Exhibitors of imported foods and drinks at this year's Food Hospitality World China believe that the mainland's appetite for their wares shows no sign of being sated despite the premium prices of many of these popular products.

Photo: Imported foods – premium priced, but preferred by purchasers.
Imported foods – premium priced, but preferred by purchasers.

With the mainland now more open to imported food products than ever before, the timing of this year's Food Hospitality World China (FHW China 2013) could scarcely have been better. The event, held at Guangzhou's China Import and Export Fair Pazhou Complex, attracted exhibitors from across the world, including companies from Taiwan, the Netherlands, Japan, Brazil and Italy, as well as a substantial contingent from across the mainland.

Imported food and drinks are now a staple of every major mainland city and are increasingly popular with consumers. Much of their allure lies in their reputation for quality, guarantee of high food safety standards and their status as global brands.
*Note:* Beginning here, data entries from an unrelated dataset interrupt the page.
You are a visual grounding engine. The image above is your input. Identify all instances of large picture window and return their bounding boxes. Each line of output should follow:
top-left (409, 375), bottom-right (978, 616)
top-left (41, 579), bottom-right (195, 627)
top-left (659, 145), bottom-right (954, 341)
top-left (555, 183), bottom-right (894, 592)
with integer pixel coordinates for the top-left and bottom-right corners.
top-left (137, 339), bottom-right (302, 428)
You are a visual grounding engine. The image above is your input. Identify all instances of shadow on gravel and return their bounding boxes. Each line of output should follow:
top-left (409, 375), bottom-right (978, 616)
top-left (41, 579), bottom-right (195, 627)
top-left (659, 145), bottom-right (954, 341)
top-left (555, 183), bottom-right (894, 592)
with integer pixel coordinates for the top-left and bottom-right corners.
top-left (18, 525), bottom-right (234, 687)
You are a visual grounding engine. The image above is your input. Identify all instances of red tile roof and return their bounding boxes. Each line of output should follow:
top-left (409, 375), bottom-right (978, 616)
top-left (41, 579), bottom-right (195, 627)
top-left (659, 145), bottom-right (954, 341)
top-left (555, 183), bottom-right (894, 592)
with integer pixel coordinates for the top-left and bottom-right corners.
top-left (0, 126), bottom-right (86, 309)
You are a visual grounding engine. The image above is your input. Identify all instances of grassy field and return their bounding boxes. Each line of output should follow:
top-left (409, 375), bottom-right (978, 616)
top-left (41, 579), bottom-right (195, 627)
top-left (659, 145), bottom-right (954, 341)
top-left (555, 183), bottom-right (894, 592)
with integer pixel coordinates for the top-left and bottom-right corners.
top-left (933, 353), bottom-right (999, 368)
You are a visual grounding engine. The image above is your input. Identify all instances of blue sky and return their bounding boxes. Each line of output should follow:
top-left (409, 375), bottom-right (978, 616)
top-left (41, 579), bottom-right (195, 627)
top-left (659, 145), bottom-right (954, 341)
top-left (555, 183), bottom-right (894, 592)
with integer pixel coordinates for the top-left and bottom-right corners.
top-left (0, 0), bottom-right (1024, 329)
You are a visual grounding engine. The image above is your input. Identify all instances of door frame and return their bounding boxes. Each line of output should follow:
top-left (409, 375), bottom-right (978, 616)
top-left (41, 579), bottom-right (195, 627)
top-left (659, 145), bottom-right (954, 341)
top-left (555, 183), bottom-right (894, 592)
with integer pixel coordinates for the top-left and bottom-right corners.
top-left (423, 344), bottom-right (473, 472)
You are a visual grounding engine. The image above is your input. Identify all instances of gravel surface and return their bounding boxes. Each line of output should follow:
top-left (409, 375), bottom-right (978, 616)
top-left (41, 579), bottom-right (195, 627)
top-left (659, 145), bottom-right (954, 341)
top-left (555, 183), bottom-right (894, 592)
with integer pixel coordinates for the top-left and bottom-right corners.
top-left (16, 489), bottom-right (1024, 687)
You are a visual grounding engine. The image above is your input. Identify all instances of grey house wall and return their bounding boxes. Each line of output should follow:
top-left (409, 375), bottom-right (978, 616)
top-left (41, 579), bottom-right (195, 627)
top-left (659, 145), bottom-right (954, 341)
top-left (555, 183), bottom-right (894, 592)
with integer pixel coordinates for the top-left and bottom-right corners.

A recent arrival in the imported dairy products sector is Taiwan's Dau Cheng Enterprise, the official distributor for the Taiwan Provincial Farmers' Association. The 40-year-old company has only been exporting to the mainland since August 2012, initially focussing exclusively on the Shanghai market. Such was the demand for its "imported from Taiwan" products that the company quickly expanded its operations across the mainland. At FHW, the company was showcasing its range of milk drinks, including its homogenised, chocolate, malt- and fruit-flavoured varieties.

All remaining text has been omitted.